Yeah if you look at the wikipedia article "speaking on behalf of the SWP" means doing a book launch at Bookmarks. Red baiting indeed. There was a Paul Mason who was a member of Worker's Power, though whether its the same one...
On the other hand thanks to HP I've discovered that PM wrote a very interesting sounding book on the working class.
In his book "Live Working or Die Fighting: How The Working Class Went Global", Paul Mason does come across as slightly sceptical about the revolutionary socialist end of the leftist spectrum.
Of course, for some people it is too much effort to read a whole book, and it's more fun to scream McCarthyite condemnation of anybody who did as much (or as little) as stand near a SWP member.
Incidentally the book was also recently published in the States, and Mason plugged it on an episode of "Democracy Now". I think Amy Goodman fancied him a bit.
http://www.democracynow.org/2010/9/24/paul_mason_on__live_working
[I am not Paul Mason's agent, by the way....]
There was a Paul Mason who was a member of Workers' Power, though whether its the same one...
I believe it is, yes.
I don't mind anybody disliking any far-left organisation, if that's how they feel: that's just opinions. What disgusts me is the BNP comparisons. That's really foul.
It was the more the thinness of the evidence that they presented. And the connection to the SWP is pathetic.
What disgusts me is the BNP comparisons. That's really foul.
I think that started with Ollie a few years ago, when he explicitly equated Communism to Fascism & hence Melita Norwood to John Tyndall. Link goes to an approving post on Paul Anderson's blog, which I stopped reading as a result.
Violent rhetoric from anti-zionist campaigner: extremism! Violent rhetoric from pro-Israel campaigner: ah, never mind.
*Ping*
Also, unions, eh? Wanting money for their members. Bloody cheek, why if they all worked for free, think of what the BBC could do then. We don't want Harry's Place supporting unions who go on *strike*.
Regardless of what *you* "want", we're clear where we stand.
PM's wikipedia entry has now been edited to show that he "has also spoken on behalf of the Socialist Workers' Party", citing his book launch at Bookmarks. FFS.
we're clear where we stand.
'moremedianonsense' is rather less clear - or rather, takes a rather different, but very clear, stance - on the BBC strike.

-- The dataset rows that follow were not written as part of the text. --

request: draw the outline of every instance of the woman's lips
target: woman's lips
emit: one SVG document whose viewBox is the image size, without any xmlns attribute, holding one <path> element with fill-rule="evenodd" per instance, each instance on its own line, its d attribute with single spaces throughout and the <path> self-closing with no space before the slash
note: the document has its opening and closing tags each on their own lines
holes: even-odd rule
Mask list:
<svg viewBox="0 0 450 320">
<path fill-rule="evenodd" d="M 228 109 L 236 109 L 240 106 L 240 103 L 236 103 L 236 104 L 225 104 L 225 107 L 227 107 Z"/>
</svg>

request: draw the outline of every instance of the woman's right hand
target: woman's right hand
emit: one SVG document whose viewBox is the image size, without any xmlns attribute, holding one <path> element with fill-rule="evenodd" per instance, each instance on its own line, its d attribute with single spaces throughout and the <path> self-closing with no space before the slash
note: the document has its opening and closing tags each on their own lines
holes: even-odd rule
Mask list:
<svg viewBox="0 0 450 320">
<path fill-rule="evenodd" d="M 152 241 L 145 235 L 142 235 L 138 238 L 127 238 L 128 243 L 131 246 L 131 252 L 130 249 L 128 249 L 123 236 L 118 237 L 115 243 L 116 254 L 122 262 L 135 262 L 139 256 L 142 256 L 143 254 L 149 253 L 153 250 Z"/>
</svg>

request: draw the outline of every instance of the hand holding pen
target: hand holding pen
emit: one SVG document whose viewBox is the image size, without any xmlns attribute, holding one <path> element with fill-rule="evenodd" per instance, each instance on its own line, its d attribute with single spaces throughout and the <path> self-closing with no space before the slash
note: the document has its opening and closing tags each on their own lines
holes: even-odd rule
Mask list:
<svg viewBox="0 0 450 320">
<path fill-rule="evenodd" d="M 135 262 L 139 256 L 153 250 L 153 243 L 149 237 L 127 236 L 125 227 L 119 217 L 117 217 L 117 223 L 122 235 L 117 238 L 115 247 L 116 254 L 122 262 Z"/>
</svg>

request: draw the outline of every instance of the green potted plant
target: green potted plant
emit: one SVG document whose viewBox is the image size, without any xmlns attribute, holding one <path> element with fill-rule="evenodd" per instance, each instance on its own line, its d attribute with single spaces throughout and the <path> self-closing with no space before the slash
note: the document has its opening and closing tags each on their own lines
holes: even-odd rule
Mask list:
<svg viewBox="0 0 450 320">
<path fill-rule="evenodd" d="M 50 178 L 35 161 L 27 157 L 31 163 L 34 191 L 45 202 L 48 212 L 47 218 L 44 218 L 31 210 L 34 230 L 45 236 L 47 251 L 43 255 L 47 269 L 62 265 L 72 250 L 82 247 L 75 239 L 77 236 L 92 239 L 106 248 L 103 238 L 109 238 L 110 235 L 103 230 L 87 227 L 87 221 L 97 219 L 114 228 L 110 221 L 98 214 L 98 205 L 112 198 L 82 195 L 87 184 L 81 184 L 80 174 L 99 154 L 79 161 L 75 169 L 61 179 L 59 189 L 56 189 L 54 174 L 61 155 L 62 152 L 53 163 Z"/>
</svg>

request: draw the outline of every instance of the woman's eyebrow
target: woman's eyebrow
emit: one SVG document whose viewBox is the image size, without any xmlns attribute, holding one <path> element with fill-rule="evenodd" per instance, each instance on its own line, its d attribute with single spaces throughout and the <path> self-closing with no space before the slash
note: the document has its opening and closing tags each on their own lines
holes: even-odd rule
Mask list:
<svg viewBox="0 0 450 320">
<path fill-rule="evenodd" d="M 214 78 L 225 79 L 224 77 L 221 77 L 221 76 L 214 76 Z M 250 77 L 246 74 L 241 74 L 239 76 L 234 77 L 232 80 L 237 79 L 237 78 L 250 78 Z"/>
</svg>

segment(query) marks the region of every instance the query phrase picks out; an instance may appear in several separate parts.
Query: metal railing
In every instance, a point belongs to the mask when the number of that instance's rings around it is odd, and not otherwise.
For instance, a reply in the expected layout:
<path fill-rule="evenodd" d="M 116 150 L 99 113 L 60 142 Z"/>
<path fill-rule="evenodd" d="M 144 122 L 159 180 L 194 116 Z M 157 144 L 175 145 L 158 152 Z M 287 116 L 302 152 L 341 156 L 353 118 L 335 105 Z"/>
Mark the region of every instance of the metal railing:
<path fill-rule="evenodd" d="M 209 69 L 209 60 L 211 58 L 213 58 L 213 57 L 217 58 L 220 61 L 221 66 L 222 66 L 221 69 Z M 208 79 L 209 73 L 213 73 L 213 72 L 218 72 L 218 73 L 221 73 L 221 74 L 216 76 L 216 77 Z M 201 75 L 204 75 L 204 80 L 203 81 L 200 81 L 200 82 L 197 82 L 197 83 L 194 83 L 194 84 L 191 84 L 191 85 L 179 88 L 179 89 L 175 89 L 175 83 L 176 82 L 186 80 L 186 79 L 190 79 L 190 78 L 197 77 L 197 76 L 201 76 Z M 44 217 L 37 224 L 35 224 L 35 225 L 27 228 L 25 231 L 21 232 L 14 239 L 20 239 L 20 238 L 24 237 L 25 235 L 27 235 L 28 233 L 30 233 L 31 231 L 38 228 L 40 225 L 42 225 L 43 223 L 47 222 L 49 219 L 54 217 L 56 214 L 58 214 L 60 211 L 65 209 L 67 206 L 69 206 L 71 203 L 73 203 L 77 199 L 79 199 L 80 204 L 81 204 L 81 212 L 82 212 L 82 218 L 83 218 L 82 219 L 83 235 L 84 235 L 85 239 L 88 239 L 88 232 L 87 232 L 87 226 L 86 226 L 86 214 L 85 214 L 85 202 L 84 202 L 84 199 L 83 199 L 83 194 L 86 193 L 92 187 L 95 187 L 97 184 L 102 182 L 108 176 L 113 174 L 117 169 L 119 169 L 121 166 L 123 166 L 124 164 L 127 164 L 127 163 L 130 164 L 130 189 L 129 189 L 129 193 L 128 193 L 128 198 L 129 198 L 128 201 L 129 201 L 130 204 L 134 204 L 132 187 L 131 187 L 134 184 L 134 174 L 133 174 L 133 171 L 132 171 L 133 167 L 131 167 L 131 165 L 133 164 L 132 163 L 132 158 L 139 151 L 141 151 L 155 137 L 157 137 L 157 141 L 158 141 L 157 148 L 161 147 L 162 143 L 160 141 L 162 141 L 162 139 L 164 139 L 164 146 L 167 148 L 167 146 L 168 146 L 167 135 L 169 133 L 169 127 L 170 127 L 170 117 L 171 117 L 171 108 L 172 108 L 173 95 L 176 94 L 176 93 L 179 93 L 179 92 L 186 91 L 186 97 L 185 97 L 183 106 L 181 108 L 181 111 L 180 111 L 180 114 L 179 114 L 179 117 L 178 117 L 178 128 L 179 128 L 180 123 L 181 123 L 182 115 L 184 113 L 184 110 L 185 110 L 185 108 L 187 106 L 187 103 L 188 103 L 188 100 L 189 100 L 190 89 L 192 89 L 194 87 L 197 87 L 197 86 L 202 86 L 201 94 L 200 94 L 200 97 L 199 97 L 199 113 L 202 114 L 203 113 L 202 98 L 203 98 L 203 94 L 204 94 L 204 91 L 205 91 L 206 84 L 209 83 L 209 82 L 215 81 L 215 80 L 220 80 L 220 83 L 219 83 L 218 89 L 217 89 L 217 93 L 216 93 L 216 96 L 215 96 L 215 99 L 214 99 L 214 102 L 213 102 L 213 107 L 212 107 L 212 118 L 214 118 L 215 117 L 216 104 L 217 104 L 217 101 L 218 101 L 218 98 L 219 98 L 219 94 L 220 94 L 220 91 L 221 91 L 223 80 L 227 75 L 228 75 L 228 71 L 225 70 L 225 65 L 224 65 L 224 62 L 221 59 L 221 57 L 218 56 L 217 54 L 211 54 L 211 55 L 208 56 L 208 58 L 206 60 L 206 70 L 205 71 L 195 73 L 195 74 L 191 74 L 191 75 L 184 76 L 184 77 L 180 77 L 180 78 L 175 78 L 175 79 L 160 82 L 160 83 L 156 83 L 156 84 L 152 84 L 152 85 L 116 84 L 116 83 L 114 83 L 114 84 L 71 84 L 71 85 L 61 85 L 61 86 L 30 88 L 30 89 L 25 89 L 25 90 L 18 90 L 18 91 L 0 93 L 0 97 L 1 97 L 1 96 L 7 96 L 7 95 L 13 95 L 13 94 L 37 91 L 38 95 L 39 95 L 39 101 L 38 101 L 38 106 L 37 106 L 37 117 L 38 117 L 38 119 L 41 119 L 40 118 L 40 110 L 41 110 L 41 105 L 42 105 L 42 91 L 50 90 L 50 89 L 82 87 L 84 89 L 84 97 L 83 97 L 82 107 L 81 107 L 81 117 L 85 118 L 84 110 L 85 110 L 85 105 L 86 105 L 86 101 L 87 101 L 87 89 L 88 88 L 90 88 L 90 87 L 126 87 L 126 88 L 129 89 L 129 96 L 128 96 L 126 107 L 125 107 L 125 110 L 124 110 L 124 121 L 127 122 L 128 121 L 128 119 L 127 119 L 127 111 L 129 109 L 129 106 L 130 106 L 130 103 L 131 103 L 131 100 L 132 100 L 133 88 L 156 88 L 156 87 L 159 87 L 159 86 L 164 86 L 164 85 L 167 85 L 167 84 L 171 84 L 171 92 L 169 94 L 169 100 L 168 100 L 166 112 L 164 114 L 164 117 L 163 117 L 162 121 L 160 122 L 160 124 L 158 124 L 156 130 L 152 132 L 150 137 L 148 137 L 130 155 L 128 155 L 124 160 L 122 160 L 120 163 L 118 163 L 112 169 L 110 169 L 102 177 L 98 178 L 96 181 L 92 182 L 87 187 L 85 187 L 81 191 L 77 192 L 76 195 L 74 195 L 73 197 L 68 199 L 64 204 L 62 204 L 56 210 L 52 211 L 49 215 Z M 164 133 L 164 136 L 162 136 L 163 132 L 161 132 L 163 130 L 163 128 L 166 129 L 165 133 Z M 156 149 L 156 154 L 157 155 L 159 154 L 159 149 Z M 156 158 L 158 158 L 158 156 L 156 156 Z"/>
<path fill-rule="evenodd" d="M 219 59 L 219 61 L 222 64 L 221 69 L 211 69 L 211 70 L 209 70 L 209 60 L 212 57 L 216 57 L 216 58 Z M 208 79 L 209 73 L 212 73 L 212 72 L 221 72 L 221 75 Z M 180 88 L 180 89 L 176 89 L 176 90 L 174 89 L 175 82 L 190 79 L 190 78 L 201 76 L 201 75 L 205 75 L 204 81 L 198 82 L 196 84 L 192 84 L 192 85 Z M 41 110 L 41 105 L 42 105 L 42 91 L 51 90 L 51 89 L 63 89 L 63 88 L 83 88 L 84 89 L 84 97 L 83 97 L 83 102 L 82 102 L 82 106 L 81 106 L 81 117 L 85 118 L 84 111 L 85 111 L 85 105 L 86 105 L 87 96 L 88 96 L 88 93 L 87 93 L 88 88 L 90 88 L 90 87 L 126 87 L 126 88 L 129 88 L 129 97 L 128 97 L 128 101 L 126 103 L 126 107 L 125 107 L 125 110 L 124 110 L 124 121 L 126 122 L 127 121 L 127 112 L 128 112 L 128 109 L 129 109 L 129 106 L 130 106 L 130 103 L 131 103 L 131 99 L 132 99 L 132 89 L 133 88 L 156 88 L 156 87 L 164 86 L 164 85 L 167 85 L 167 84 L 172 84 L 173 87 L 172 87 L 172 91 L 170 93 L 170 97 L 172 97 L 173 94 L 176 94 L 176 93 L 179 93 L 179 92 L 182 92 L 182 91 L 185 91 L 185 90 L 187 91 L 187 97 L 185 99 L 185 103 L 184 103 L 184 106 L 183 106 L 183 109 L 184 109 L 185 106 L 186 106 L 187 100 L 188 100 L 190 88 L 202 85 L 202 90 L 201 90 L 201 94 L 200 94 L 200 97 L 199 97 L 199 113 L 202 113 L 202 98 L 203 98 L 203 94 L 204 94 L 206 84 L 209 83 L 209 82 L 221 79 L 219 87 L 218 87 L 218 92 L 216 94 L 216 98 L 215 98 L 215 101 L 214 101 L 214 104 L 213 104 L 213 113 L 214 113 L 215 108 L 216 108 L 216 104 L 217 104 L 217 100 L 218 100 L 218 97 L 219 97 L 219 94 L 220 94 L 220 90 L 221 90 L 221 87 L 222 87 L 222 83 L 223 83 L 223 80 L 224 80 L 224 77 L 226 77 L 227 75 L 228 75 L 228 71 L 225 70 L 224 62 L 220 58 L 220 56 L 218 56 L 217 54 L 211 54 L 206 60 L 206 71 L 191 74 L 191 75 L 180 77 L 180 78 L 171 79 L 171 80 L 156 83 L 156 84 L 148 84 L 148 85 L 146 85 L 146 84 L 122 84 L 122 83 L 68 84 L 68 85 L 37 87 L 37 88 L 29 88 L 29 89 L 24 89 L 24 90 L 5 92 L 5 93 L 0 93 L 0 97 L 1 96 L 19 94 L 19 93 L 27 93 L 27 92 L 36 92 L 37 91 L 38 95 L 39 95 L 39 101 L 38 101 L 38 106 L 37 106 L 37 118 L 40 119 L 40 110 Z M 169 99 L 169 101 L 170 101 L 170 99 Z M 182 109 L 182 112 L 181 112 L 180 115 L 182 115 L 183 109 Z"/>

appreciate it's a guest post and all, but still.
Yeah, well, we're a broad church.
"Yeah, well, we're a broad church."
This makes no sense - the whole point of HP is guilt by association. So if someone you once held the door open for doesn't like the Bee Gees you are by implication an anti-Bee Gees extremist.
O/t - Okay, I'm not a fan of the EU, but Christ...
According to Mr Van Rompuy, the idea that a country can survive alone is not merely an illusion: ‘It is a lie!’
He has clearly never heard of the Battle of Britain.